Amaia Cuida personaliza la atención en residencia

La startup usa IA para humanizar los cuidados, conocer mejor a cada mayor y transformar la vida en residencias.

Amaia Cuida personaliza la atención en residencia

La startup usa IA para humanizar los cuidados, conocer mejor a cada mayor y transformar la vida en residencias.
Fundadores Amaia Cuida

Todo empezó con una abuela. Se llamaba María, y de ella nació algo más que un recuerdo familiar. Alberto y Lucía Villanueva Tormo encontraron en esa relación una forma de mirar la vejez con cariño, respeto y ambición. Amaia Cuida nació para que cuidar no fuera solo asistir, sino conocer.

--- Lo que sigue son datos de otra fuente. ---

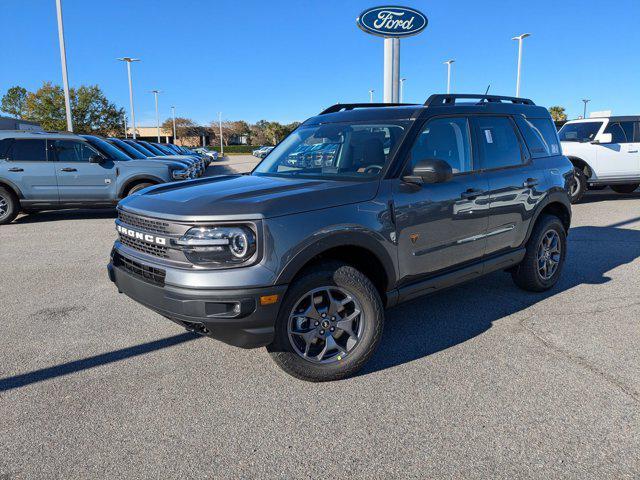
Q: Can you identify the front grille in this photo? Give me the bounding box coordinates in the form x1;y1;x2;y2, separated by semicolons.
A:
118;210;169;233
113;252;166;287
120;235;169;258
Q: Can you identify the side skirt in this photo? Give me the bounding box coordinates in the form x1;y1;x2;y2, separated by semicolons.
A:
387;247;526;307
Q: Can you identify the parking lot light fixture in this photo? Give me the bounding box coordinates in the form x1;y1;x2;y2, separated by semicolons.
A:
582;98;591;118
511;33;531;97
56;0;73;132
444;60;455;93
171;107;176;145
118;57;140;140
149;90;161;143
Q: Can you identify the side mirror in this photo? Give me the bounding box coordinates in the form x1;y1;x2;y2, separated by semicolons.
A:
591;133;613;144
402;158;453;184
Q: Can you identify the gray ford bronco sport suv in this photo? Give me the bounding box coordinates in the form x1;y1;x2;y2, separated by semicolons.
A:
108;95;573;381
0;130;189;225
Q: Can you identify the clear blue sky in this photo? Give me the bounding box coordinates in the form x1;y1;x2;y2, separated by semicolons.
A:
0;0;640;125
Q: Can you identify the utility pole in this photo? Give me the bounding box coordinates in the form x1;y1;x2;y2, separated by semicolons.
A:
511;33;531;97
171;107;176;145
582;98;591;118
118;57;140;140
56;0;73;132
149;90;160;143
218;112;224;157
444;60;455;93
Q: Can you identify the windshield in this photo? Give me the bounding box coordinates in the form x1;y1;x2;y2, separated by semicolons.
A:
253;122;407;179
84;135;131;161
558;122;602;143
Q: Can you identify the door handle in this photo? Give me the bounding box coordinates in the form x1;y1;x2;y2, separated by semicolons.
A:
460;188;484;200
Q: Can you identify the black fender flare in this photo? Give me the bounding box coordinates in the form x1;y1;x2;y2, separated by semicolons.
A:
118;173;167;198
522;188;571;246
0;178;24;200
275;229;396;291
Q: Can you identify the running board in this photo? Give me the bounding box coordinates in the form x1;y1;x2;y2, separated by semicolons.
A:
388;247;526;306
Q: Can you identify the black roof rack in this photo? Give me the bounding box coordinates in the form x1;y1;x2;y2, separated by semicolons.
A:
424;93;535;107
318;103;417;115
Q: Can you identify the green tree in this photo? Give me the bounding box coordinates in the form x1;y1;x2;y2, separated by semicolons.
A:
549;105;567;122
0;85;27;119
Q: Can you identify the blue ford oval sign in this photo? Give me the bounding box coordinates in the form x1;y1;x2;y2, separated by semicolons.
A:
356;6;428;37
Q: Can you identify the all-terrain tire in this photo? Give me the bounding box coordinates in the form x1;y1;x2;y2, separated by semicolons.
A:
267;262;384;382
0;187;20;225
511;215;567;292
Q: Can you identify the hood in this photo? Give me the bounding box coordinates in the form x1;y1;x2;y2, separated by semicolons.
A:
120;175;378;220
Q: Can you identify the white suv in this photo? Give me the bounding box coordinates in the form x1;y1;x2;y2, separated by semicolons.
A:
558;115;640;203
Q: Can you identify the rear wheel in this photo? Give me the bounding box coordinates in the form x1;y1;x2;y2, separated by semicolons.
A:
611;183;640;193
569;167;587;203
511;215;567;292
267;262;384;382
0;187;20;225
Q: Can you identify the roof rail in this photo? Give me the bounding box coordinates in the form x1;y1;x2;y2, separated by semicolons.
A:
424;93;535;107
318;103;417;115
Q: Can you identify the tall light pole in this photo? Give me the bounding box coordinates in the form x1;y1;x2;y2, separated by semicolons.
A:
56;0;73;132
511;33;531;97
149;90;160;143
171;107;176;144
218;112;224;157
444;60;455;93
582;98;591;118
118;57;140;140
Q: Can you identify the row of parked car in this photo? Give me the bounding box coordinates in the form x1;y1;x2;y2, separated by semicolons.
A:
0;130;217;225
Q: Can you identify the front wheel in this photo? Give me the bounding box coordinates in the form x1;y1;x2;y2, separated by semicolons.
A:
511;215;567;292
611;183;640;193
0;188;20;225
267;262;384;382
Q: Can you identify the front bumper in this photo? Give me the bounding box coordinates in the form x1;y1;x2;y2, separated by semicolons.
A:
107;252;287;348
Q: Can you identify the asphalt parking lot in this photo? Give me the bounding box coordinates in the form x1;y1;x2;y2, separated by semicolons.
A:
0;157;640;479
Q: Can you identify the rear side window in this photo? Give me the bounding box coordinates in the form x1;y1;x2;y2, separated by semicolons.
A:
604;122;635;143
515;116;560;158
558;122;602;143
53;140;98;162
7;139;47;162
473;116;522;170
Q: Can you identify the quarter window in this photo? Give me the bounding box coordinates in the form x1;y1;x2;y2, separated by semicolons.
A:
411;117;473;173
7;139;47;162
53;140;98;162
473;116;522;170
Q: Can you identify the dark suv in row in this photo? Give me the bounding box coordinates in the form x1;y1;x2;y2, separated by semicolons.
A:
109;95;573;381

La startup valenciana desarrolla una aplicación para residencias de mayores que ayuda a recoger historias de vida, gustos, rutinas y necesidades. Su propuesta es sencilla de explicar y difícil de ejecutar: usar la tecnología para que cada persona reciba un trato más personalizado. No un café con leche para todos, sino el café cortado, el zumo o el gesto que reconoce a cada residente.

La primera idea no fue la definitiva. Empezaron con una herramienta de comunicación, casi como un Instagram familiar, pero pronto vieron el límite: la información no llegaba a quienes cuidan en el día a día. El giro llegó al entender que la innovación debía bajar al pasillo, al comedor y a la rutina. Ahí entró la IA: entrevistas, perfiles y planes personalizados que se adaptan por semanas.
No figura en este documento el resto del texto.